The CIMA F3 certification is a globally-acknowledged credential that is awarded to candidates who pass this certification exam by obtaining the required passing score. This credential attests and validates the candidates' knowledge and hands-on skills in domains covered in the CIMA F3 certification syllabus. The CIMA F3 certified professionals with their verified proficiency and expertise are trusted and welcomed by hiring managers all over the world to perform leading roles in organizations. The success in CIMA F3 certification exam can be ensured only with a combination of clear knowledge on all exam domains and securing the required practical training. Like any other credential, CIMA F3 certification may require periodic renewal to stay current with new innovations in the concerned domains.
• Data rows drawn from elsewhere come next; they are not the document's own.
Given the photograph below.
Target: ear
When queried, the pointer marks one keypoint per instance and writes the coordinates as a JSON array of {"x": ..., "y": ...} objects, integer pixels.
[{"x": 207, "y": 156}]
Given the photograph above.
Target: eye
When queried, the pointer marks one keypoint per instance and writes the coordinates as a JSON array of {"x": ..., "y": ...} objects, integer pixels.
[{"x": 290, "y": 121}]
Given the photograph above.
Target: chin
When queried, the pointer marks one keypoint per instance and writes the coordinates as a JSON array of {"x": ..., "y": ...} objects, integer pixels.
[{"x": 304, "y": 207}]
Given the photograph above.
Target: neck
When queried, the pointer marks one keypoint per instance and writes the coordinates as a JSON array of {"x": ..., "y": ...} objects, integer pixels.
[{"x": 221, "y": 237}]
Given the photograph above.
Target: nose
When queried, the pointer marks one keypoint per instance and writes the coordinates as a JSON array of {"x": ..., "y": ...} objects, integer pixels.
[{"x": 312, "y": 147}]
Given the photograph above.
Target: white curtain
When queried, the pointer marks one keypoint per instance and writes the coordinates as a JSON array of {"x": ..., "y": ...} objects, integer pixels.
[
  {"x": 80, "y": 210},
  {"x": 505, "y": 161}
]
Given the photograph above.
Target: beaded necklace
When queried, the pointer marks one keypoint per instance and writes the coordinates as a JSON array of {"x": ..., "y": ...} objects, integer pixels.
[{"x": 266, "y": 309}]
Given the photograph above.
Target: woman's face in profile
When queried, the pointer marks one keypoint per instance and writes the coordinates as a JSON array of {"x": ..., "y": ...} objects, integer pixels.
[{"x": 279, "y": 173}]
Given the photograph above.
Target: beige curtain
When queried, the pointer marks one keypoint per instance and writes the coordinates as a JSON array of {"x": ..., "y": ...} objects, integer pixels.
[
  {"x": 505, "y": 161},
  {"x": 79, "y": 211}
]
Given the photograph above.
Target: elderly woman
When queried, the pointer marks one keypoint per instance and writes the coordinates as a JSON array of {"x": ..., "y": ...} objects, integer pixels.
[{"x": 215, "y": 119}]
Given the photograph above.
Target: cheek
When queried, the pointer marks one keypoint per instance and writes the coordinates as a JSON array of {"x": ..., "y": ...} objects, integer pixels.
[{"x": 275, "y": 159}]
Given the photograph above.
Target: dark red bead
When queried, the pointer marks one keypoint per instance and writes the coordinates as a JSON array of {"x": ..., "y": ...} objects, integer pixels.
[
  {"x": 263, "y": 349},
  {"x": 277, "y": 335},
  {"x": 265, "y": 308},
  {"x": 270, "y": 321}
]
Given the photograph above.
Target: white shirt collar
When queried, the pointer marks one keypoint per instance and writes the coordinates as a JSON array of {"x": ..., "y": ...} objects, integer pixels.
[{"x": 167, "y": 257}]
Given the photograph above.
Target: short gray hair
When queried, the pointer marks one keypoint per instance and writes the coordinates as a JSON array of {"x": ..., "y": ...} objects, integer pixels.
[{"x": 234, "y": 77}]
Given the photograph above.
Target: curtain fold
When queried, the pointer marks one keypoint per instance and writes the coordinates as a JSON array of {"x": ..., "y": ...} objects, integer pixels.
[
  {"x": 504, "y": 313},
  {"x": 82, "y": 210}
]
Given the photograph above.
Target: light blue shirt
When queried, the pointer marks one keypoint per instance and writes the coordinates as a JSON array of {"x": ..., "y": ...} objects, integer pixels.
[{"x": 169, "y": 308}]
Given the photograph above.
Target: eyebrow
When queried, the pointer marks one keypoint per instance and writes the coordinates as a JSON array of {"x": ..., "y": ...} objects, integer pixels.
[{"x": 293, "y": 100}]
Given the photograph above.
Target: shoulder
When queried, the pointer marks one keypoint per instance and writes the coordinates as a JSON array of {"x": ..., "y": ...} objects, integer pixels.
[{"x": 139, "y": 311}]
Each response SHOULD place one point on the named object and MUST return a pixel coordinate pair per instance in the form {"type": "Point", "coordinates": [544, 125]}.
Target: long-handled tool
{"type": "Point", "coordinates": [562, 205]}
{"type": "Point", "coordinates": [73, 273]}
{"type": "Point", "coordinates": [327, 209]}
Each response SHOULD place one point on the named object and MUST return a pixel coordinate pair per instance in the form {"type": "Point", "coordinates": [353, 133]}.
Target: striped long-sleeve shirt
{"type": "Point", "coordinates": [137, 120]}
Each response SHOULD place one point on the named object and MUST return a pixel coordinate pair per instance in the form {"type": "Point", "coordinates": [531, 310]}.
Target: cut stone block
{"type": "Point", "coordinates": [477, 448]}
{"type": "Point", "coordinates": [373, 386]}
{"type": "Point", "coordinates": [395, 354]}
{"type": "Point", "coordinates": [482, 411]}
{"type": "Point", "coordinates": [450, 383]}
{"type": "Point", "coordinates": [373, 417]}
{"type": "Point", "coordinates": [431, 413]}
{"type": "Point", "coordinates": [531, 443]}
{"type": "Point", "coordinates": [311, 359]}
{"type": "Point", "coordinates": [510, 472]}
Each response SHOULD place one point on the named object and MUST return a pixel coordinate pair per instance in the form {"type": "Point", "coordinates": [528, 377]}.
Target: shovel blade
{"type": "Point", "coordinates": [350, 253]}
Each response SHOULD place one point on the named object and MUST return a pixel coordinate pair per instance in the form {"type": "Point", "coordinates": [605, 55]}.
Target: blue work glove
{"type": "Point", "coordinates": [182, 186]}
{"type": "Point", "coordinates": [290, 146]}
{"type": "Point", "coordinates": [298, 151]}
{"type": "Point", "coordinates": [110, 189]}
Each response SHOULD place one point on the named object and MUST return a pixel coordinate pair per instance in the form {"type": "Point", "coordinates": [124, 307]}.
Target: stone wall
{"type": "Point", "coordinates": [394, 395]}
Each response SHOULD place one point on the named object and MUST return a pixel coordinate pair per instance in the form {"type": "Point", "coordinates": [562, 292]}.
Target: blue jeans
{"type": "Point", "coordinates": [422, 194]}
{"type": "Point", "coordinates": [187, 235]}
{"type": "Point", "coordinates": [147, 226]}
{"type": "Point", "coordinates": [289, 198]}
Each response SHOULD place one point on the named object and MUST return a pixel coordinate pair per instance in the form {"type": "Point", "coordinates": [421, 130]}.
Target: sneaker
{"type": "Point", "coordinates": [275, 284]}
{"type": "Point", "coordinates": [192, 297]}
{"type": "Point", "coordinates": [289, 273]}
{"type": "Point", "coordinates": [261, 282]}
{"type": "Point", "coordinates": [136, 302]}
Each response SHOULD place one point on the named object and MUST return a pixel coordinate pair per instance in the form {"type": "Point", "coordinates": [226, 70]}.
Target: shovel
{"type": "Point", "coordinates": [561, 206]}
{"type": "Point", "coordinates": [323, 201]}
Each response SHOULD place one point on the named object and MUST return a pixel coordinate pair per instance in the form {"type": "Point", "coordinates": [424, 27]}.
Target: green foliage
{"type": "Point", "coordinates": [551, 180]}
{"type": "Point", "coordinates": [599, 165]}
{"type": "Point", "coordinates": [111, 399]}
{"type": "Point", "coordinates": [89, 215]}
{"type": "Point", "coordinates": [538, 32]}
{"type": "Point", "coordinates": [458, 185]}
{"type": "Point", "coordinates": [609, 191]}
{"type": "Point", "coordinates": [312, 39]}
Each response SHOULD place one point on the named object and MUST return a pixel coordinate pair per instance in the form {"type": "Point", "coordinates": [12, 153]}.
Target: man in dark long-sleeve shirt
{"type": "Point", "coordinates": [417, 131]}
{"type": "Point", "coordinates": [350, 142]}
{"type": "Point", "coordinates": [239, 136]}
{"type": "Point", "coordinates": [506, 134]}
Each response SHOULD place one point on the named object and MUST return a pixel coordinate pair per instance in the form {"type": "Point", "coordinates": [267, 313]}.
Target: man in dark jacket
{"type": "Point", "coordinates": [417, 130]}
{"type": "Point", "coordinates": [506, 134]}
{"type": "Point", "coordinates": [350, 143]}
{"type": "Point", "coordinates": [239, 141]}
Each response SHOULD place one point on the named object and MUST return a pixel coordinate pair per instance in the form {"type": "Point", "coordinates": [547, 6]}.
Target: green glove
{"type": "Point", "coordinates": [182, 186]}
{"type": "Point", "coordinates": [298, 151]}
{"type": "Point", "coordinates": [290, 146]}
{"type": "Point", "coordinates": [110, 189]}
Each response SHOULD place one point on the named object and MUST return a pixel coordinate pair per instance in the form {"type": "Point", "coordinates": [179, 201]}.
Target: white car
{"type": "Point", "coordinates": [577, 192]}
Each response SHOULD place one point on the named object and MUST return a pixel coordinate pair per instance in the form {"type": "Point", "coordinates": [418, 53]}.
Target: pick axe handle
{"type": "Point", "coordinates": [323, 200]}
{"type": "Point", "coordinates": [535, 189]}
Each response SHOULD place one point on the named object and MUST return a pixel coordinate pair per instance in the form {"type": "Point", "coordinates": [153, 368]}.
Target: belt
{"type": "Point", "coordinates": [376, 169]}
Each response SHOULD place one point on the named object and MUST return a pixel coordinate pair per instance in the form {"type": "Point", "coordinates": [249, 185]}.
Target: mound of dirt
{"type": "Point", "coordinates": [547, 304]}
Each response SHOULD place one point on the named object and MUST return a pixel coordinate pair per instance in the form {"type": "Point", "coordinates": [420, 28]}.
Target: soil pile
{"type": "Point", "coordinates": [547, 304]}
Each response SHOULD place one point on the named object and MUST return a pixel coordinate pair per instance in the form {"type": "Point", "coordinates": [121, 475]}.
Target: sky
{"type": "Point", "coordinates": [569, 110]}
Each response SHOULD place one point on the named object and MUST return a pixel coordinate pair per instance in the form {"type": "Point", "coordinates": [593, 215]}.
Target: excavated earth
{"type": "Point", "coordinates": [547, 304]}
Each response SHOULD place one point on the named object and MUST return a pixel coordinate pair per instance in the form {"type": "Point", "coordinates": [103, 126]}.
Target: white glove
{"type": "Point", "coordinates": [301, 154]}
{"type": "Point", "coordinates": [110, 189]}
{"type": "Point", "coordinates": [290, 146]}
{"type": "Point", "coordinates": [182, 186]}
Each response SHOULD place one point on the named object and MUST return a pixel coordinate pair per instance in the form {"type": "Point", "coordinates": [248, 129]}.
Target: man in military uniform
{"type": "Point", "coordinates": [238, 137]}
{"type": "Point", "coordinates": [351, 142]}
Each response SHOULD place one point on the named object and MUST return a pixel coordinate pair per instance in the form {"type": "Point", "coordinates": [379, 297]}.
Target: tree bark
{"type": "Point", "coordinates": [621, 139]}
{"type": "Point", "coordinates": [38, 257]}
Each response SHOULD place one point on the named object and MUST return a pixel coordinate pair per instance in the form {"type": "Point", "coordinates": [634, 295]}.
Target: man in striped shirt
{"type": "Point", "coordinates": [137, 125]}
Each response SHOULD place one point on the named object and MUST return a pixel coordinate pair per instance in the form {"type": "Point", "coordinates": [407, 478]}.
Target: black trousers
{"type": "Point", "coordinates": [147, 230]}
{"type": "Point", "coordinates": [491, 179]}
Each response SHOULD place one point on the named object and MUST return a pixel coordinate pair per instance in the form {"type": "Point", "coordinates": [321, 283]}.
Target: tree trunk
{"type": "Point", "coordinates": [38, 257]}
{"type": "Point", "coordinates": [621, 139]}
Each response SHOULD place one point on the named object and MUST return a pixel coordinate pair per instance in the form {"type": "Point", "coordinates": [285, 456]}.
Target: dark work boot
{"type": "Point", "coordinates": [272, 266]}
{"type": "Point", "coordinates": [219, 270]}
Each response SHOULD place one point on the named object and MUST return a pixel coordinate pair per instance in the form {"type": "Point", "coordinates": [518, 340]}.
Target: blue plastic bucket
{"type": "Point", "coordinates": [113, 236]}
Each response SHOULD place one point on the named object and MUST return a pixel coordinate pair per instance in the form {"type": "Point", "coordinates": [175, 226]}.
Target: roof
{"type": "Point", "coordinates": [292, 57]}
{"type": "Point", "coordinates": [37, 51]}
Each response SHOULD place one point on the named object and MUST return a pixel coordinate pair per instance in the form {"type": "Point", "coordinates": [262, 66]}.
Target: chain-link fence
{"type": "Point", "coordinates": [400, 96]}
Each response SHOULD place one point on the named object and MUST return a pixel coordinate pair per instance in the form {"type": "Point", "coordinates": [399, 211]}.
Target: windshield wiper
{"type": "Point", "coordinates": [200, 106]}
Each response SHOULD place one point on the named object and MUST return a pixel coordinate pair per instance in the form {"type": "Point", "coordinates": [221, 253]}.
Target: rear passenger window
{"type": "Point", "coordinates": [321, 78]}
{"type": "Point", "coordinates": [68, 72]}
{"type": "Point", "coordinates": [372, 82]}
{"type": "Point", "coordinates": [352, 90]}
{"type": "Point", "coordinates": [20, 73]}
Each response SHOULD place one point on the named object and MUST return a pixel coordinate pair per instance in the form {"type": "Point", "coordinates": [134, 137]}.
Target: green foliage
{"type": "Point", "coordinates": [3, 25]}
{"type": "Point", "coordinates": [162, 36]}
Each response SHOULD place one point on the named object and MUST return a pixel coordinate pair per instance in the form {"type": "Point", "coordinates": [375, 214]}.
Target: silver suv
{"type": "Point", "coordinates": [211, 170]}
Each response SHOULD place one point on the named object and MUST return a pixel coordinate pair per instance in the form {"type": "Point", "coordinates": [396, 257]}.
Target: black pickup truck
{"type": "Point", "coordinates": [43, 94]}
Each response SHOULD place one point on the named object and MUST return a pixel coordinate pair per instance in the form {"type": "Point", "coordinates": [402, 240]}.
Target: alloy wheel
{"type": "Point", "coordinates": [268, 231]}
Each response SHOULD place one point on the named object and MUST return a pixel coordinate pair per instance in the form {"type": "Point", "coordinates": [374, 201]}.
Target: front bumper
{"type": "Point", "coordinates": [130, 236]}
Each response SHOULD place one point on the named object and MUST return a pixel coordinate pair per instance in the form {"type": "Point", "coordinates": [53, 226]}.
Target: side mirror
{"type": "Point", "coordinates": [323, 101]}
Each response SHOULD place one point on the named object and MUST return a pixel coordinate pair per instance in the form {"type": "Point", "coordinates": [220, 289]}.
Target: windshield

The CIMA F3 is a valuable career booster that levels up your profile with the distinction of validated competency awarded by a renowned organization. Often rated as a dream cert by several ambitious professionals, the CIMA F3 certification ensures you an immensely rewarding career trajectory. With this cert, you fulfill the eligibility criterion for advance level certifications and build an outstanding career pyramid. With the tangible proof of your expertise, the CIMA F3 certification provide you with new job opportunities or promotions and enhance your regular income.

Passing the Financial Strategy (F3) requires a comprehensive study plan that includes understanding the exam objectives and finding a study resource that can provide you verified and up-to-date information on all the domains covered in your syllabus. The next step should be practicing the exam format, know the types of questions and learning time management for the successful completion of your test within the given time. Download practice exams and solve them to strengthen your grasp on actual exam format. Rely only on resources that are recommended by others for their credible and updated information. Dumpstech's extensive clientele network is the mark of credibility and authenticity of its products that promise a guaranteed exam success.

In today's competitive world, the CIMA F3 certification is a ladder of success and a means of distinguishing your expertise over the non-certified peers. In addition to this, the CIMA F3 certified professionals enjoy more credibility and visibility in the job market for their candidature. This distinction accelerates career growth allowing the certified professionals to secure their dream job roles in enterprises of their choice. This industry-recognized credential is always attractive to employers and the professionals having it are paid well with an instant 15-20% increase in salaries. These are the reasons that make CIMA F3 certification a trending credential worldwide.